CGM could aid glycemic control with multiple daily insulin injections
medwireNews: Two clinical trials published in JAMA show that continuous glucose monitoring (CGM) can improve glycemic control in patients with type 1 diabetes who take insulin by means of multiple daily injections.
Previous studies of CGM “have either completely or predominantly included insulin pump users, although the majority of adults with type 1 diabetes deliver insulin via injections,” say Roy Beck (Jaeb Center for Health Research, Tampa, Florida, USA) and co-authors of one of the studies.

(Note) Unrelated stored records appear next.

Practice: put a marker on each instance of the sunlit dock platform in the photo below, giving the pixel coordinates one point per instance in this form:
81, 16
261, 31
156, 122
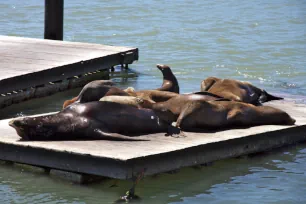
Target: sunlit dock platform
33, 68
122, 160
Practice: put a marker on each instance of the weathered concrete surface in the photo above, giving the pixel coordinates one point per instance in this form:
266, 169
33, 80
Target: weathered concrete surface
122, 160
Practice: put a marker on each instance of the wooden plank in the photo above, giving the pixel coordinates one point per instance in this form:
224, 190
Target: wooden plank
123, 159
41, 61
69, 51
22, 40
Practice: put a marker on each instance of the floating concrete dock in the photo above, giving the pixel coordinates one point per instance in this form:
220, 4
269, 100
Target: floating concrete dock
35, 67
122, 160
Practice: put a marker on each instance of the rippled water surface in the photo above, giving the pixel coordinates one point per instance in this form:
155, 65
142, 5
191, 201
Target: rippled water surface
263, 42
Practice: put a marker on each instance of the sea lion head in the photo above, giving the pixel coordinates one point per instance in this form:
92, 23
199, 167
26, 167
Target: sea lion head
163, 68
33, 128
128, 100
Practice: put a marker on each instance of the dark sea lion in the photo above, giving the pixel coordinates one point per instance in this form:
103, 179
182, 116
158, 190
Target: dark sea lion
152, 95
237, 90
192, 111
169, 80
95, 90
93, 120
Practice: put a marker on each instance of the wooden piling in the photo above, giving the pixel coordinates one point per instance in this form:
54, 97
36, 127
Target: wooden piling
54, 19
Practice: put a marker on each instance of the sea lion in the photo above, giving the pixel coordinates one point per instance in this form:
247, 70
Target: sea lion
237, 90
152, 95
169, 80
93, 120
191, 111
95, 90
128, 100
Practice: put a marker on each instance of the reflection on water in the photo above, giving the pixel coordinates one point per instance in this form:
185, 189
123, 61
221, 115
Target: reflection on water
263, 42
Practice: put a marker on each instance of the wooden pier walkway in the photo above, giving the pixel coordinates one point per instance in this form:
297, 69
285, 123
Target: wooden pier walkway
29, 63
122, 160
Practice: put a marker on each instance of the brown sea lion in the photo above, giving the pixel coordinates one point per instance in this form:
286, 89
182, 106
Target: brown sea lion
95, 90
169, 80
128, 100
191, 111
237, 90
93, 120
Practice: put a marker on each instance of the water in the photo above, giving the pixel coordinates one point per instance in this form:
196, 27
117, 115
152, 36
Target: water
259, 41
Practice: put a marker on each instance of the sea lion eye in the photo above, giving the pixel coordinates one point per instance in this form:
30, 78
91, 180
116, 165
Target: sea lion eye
139, 100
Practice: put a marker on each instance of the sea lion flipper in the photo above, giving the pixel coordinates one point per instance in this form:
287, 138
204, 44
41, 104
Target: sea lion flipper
265, 97
208, 83
186, 111
99, 134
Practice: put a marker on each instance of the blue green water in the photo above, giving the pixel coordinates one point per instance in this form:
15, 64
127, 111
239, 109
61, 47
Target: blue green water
263, 42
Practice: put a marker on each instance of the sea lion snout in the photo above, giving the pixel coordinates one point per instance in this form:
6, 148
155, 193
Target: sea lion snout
17, 124
162, 66
291, 121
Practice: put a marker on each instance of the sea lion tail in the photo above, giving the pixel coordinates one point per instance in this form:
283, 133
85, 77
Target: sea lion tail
69, 102
265, 97
99, 134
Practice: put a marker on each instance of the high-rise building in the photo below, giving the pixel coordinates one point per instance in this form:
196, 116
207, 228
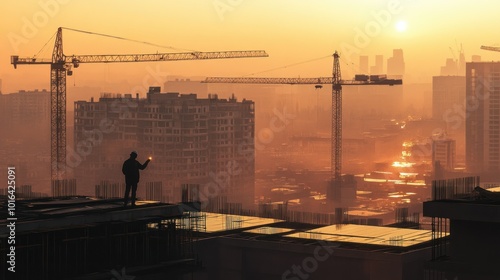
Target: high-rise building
154, 191
208, 141
396, 63
483, 118
185, 86
443, 151
363, 64
378, 68
25, 109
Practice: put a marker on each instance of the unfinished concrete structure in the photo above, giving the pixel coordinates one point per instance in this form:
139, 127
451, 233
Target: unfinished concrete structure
209, 142
471, 215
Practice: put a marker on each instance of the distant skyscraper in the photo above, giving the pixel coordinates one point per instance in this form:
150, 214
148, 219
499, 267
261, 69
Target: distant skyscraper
396, 63
483, 118
379, 65
363, 64
207, 141
25, 109
444, 151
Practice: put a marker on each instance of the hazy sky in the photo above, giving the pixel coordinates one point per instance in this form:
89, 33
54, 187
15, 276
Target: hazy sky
289, 30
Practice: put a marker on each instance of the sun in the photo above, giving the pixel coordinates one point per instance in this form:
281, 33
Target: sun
401, 26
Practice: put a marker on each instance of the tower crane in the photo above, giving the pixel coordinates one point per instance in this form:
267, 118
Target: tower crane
495, 49
61, 65
337, 83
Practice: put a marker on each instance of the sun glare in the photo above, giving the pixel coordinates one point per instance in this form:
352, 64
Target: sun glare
401, 26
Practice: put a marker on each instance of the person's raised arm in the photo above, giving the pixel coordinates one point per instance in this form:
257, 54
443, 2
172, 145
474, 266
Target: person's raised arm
143, 166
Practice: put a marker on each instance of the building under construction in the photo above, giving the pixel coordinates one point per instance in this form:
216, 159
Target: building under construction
207, 141
64, 238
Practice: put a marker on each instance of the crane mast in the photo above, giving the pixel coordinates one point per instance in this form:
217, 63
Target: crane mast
61, 65
336, 149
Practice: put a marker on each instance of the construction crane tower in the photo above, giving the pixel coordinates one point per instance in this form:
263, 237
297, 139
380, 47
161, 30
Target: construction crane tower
61, 65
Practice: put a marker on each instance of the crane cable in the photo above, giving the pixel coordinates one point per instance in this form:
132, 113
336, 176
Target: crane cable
126, 39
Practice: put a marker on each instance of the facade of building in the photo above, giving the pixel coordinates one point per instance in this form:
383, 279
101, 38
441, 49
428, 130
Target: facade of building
483, 118
192, 141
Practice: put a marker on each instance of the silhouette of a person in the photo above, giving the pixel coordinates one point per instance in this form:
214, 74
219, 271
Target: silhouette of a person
131, 171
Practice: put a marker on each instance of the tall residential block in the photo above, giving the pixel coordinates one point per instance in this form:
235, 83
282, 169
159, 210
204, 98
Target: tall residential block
483, 118
208, 141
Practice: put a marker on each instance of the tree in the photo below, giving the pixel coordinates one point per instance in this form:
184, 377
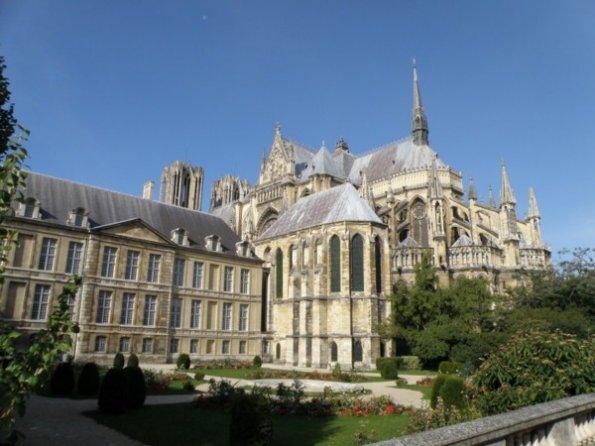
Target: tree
23, 367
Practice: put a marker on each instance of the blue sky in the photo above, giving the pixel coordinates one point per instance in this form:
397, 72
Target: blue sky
113, 91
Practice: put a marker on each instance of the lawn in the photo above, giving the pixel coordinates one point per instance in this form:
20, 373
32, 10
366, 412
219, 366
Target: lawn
198, 426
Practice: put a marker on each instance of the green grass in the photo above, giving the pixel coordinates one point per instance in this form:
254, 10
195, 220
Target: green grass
211, 427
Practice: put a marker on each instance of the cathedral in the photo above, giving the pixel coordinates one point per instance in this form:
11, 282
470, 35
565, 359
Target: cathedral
297, 268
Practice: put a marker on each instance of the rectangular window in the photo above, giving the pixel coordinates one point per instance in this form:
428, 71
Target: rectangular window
176, 313
197, 275
124, 344
103, 307
228, 279
100, 343
195, 311
108, 267
153, 271
147, 345
149, 310
178, 278
226, 320
73, 261
131, 272
244, 317
40, 302
22, 253
127, 314
48, 252
244, 281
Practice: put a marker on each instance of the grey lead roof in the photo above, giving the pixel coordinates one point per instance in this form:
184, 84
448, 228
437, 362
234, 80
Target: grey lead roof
58, 197
341, 203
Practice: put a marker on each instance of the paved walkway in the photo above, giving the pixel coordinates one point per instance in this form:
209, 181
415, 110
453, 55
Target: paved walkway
59, 422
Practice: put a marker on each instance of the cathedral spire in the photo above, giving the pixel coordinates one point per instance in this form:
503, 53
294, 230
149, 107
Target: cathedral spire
472, 191
506, 193
434, 186
419, 123
491, 201
533, 211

Their study, based in the USA, included 105 patients who were randomly assigned to use CGM for 24 weeks and 53 who continued to self-monitor their blood glucose as usual. The second study, based in Sweden, included 142 patients who undertook 26 weeks of CGM or usual care, followed by the alternative strategy, in a randomized order with a 17-week washout period between the two.
In the US study (the DIAMOND trial), average glycated hemoglobin (HbA1c) levels fell, from a starting average of 8.6%, by 1.1% in the CGM group and by 0.4% in the control group, with the difference between the two groups being statistically significant.
And in the Swedish study (the GOLD trial), patients’ HbA1c levels averaged 7.92% during the CGM phase versus 8.35% during the self-monitoring phase, which was again a significant difference. HbA1c returned to baseline levels during the washout period after the CGM phase, indicating that “the effectiveness of CGM depends on uninterrupted use during multiple daily insulin injections treatment,” say Marcus Lind (Uddevalla Hospital) and co-researchers.
This study also included psychosocial variables, and found that patients scored significantly better during the CGM than control periods on instruments including the Diabetes Treatment Satisfaction Questionnaire, the World Health Organization-5 Well-Being Index, and the Hypoglycemia Confidence Questionnaire.
Writing in an editorial, Mayer Davidson (Charles R Drew University of Medicine and Science, Los Angeles, California, USA) questions whether CGM, being expensive, will be seen as worthwhile to healthcare funders, given the relatively small benefits it brings – benefits that could turn out to be limited to the relatively motivated patients who participate in clinical trials and might not apply to insulin-dependent type 2 diabetes patients, who have less variable glucose levels.
Furthermore, he notes that the relationship between glucose levels and treatment adjustments is more complex and changeable for CGM than for self-monitored blood glucose.
“This will preclude most nonendocrinologists and possibly some endocrinologists from using CGM (real-time or masked) in light of their time constraints in managing care for many patients with diabetes,” says Davidson.